In person, it’s different. I walk into a big room full of people talking, people with intentions, they want to network, they want to sell their art, they want to promote themselves, they want to snuff out opportunity, they want to climb. Not everyone, obviously, and probably not even most people, but I know they’re there and I know I can’t recognize them. So up goes a force-field, between naive me and the dangerous world, which is smarter and craftier than me, and if I drop my shield, it will eclipse me, and I don’t know what happens after that. I fear this unknown more than any other.
This is the unknown I discovered when I left my house last night.

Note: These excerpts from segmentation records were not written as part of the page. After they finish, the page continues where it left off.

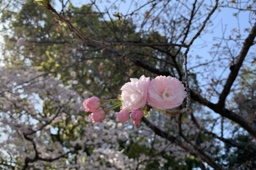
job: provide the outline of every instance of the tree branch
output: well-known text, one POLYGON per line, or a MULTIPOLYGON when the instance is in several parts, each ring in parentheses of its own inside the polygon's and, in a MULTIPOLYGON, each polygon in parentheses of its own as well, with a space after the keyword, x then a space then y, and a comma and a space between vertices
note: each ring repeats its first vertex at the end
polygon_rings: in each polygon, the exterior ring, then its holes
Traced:
POLYGON ((238 74, 238 72, 242 66, 243 62, 248 53, 250 48, 253 45, 253 40, 256 36, 256 23, 251 30, 249 35, 244 40, 234 68, 230 73, 229 76, 224 88, 221 94, 218 103, 220 108, 223 108, 225 105, 225 100, 230 91, 230 88, 238 74))

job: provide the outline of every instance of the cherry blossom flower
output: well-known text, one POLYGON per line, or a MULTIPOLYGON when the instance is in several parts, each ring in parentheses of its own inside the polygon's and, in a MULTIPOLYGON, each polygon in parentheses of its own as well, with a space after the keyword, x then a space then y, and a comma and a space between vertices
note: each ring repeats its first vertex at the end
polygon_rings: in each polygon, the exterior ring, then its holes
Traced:
POLYGON ((182 82, 170 76, 157 76, 150 82, 148 102, 158 109, 172 109, 181 105, 186 96, 182 82))
POLYGON ((131 114, 131 119, 134 121, 140 120, 143 117, 143 111, 141 109, 137 109, 134 110, 131 114))
POLYGON ((149 84, 149 77, 142 76, 140 79, 130 79, 121 88, 121 96, 123 102, 122 109, 131 112, 144 107, 147 102, 147 91, 149 84))
POLYGON ((93 121, 93 123, 100 122, 105 119, 106 117, 106 113, 103 109, 102 108, 100 108, 92 113, 89 115, 89 116, 93 121))
POLYGON ((124 110, 122 110, 116 115, 116 121, 120 122, 125 122, 128 121, 130 118, 129 112, 124 110))
POLYGON ((93 112, 99 108, 100 99, 97 97, 92 97, 87 99, 83 102, 86 112, 93 112))

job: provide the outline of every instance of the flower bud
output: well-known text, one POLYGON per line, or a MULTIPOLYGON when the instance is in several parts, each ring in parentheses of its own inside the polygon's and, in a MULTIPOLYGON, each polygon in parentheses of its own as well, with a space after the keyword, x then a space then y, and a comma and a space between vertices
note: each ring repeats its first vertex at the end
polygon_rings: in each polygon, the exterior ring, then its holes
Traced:
POLYGON ((125 122, 128 121, 130 118, 130 113, 129 112, 122 110, 117 113, 116 115, 116 121, 120 122, 125 122))
POLYGON ((93 112, 99 108, 100 99, 97 97, 92 97, 87 99, 83 102, 86 112, 93 112))
POLYGON ((100 122, 106 117, 106 113, 102 108, 100 108, 89 115, 93 123, 100 122))

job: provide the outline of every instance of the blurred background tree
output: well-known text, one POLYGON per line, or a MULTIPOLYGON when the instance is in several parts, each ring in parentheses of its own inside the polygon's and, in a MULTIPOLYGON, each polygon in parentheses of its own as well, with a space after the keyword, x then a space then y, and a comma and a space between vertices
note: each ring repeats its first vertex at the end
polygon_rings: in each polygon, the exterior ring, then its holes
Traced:
POLYGON ((1 168, 256 168, 256 2, 126 1, 51 0, 65 21, 32 1, 0 1, 1 168), (227 14, 236 27, 215 31, 227 14), (139 127, 84 111, 130 78, 185 82, 189 48, 189 111, 151 111, 139 127))

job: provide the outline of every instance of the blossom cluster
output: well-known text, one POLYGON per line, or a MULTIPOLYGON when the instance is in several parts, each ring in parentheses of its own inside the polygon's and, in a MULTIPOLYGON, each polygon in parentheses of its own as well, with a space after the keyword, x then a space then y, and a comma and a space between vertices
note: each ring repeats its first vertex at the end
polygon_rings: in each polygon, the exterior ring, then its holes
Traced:
POLYGON ((148 111, 150 109, 147 102, 153 109, 164 113, 166 110, 181 105, 186 96, 184 85, 175 77, 160 76, 151 81, 150 77, 143 75, 140 79, 131 78, 130 80, 130 82, 126 83, 121 88, 122 93, 119 99, 104 100, 94 96, 84 102, 85 111, 92 112, 89 116, 93 122, 101 121, 105 119, 108 112, 120 107, 121 110, 116 115, 116 121, 127 121, 131 112, 131 117, 134 124, 138 126, 143 116, 148 116, 148 111), (108 108, 100 108, 102 103, 119 100, 121 102, 108 108))

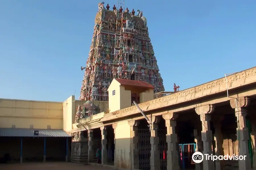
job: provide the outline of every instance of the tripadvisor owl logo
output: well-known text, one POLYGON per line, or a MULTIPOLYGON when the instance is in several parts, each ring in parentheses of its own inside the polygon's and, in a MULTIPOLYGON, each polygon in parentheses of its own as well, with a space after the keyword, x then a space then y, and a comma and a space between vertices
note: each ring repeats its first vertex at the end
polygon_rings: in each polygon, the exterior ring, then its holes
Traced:
POLYGON ((200 152, 196 152, 192 155, 192 160, 195 163, 201 163, 204 160, 204 155, 200 152))
POLYGON ((204 158, 206 160, 211 160, 214 161, 217 160, 245 160, 246 155, 235 155, 234 154, 226 155, 214 155, 212 154, 203 154, 200 152, 196 152, 192 155, 192 160, 195 163, 199 163, 202 162, 204 158))

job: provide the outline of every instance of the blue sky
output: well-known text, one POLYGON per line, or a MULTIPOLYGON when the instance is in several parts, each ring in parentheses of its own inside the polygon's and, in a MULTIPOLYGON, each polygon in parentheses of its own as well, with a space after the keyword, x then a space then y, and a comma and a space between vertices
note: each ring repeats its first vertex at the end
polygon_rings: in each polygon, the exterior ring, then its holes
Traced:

12:21pm EST: Last year, I was on the verge of becoming legitimate IRL friends with an artist, and, in a panic, I told them this:
“I appreciate you greatly, but I really prefer to keep the whole crypto art world, and the professional sphere of my life, separate from my social life. I apologize and hope you dont take it personally, it’s just always been important to me to draw a line between the two.”
Almost a full year later, I understand why. Crypto art is a messy, dramatic, complicated world. Mess, drama, and complications are anathema to me. I am not equipped to wade through these waters, and, in fact, I’m fairly confident I will drown in them. So I put on arm floaties before I go for a swim. The tex above is my arm floaties.
The art world and finance world and tech world are all complex, terrifying beasts in their own right, but in crypto art, they have been tangled into a fearsome Cerberus. I’m jealous of how others invest themselves so fully and completely, their professional and personal lives both, in a place that is so wriggly and crawly and simmering with subterranean secretiveness, but I cannot, or at least I cannot yet.
And I confess: I’m sacrificing the heights of what crypto art can offer so as to keep myself protected from its worst.
So, yeah, anyways, last night was crazy, huh?